The $34 beet salad was full of adventure, starting with a throat-catching scoop of green-mustard sorbet and continuing with some of those famous Robuchon dots, each of which turned out to be a perfectly delicious sauce made from, say, green apples or avocado. But not many other dishes seemed interested in startling anyone.
The most spectacular thing I ate did not come from the kitchen but from the bakery downstairs. Tetsuya Yamaguchi, who has been tending yeast in Mr. Robuchon’s empire for two decades, is now stationed in the basement on 10th Avenue. His masterpiece is called the escargot, a swirl of savory brioche dough with olive oil between its many warm and flaky layers.

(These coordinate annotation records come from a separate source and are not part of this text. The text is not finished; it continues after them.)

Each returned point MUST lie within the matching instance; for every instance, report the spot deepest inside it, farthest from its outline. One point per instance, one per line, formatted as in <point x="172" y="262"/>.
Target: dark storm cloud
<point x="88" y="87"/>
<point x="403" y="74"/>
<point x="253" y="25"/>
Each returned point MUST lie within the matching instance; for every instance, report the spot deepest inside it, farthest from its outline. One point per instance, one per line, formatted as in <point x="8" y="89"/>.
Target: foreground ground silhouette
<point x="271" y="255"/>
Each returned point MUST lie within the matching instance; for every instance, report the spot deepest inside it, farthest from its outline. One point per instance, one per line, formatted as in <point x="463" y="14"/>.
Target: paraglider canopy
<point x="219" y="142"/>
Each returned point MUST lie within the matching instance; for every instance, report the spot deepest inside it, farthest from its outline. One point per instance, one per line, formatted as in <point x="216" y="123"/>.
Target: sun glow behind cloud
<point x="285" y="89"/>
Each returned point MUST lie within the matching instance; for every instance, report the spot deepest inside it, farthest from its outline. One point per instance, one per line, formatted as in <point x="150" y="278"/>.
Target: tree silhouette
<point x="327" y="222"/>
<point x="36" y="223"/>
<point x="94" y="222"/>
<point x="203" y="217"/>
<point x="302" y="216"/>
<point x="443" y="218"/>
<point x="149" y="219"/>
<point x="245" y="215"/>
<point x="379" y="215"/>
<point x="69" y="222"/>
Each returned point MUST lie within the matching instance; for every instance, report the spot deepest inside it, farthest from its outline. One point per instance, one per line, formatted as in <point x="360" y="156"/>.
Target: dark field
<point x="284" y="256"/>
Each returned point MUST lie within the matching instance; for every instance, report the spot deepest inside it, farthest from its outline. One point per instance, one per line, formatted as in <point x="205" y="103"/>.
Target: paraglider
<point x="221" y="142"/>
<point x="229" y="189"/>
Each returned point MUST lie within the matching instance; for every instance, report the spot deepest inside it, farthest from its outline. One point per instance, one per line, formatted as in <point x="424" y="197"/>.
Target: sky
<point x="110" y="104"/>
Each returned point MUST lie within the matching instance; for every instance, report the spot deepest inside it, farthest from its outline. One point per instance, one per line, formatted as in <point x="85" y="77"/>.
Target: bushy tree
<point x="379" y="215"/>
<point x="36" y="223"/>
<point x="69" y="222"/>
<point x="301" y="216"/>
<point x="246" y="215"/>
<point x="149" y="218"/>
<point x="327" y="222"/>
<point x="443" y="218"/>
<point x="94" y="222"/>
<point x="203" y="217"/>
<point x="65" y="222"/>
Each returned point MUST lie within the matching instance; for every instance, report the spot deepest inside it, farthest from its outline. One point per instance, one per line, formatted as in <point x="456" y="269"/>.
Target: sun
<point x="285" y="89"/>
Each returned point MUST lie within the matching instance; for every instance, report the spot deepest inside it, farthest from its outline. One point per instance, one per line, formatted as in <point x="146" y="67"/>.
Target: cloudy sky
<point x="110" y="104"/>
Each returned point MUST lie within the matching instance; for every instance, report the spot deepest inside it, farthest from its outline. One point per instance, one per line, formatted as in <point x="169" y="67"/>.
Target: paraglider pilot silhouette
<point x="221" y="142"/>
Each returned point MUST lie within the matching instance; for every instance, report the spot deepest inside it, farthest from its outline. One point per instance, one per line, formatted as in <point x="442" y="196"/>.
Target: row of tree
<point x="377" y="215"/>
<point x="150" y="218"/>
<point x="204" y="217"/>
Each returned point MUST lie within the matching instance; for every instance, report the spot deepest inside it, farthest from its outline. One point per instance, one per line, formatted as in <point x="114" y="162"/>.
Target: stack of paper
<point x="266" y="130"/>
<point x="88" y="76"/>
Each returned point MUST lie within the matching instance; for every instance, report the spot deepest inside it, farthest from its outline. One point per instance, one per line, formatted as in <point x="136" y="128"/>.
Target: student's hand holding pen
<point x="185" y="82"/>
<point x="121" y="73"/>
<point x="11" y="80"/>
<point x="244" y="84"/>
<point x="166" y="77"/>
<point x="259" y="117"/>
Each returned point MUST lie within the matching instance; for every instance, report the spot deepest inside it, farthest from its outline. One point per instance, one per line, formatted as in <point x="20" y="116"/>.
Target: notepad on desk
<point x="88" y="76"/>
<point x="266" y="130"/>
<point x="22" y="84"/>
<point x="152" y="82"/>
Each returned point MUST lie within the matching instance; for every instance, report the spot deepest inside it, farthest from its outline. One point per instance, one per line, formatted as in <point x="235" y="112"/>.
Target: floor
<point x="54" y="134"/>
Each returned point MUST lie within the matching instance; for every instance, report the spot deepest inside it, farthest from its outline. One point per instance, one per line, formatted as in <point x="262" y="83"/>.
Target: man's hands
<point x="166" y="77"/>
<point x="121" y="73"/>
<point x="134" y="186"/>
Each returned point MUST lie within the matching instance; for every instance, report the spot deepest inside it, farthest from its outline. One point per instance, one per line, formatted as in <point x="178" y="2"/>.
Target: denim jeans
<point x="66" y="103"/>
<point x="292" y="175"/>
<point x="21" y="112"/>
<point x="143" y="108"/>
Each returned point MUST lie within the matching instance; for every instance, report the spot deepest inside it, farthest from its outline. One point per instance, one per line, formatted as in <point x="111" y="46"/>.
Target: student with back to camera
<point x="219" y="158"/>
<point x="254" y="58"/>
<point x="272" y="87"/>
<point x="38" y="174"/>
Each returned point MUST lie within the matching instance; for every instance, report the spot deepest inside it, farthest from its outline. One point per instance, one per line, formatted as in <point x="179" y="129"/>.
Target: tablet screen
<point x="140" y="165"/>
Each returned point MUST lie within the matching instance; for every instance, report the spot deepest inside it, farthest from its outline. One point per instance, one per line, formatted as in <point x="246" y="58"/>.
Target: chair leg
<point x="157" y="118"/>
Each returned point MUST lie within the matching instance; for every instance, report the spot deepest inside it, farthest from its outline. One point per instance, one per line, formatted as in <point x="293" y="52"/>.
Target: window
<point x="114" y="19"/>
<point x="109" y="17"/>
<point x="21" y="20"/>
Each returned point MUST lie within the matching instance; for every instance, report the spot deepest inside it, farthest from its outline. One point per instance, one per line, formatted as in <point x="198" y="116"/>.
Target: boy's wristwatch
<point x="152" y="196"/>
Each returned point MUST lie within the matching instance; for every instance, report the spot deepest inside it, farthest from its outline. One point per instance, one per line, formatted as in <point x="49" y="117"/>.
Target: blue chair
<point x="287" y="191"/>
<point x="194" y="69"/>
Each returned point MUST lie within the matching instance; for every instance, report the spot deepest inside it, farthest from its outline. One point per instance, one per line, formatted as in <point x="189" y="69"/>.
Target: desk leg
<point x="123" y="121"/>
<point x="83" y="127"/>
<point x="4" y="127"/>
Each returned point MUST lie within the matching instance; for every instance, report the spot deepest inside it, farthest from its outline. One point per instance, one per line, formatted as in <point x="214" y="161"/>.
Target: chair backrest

He also bakes baguettes that seem to be shrunken versions of full-scale ones; at that size they could be all crust, but somehow he keeps the crust in proportion with the rest, and they are a joy to eat.
Meanwhile the pastry chef, Salvatore Martone, is making some of the finest and airiest chocolate soufflés in the city, like dark-chocolate vapor tricked into solid form. He disguises a tarte Tatin as a shiny red Snow White apple; in another optical illusion, he fashions a replica of a lemon out of blown sugar, then fills it with lemon sorbet, and while I wished it tasted as much like lemon as it looked, it was a good dessert.
Those are Mr. Martone’s excellent chocolates that show up around the same time as the check, and his kugelhopf that will be waiting for you in a Robuchon shopping bag by the coat check in case you want to start the next day with a custard cake, and why wouldn’t you?
The service strikes a rare balance of charm and formality that was missing from the uptown location. There will be smiles when you get there, and smiles later when you whisk your kugelhopf off to wherever it is you go with your kugelhopfs.
Whether this is a restaurant for you is first of all a question of money; there is no way to eat a satisfying meal at L’Atelier without spending a lot of it. If the prices don’t bother you, then neither should my nagging sense that the cooking is not as exciting as it could be. Nobody goes to chains, even expensive ones, for new sensations.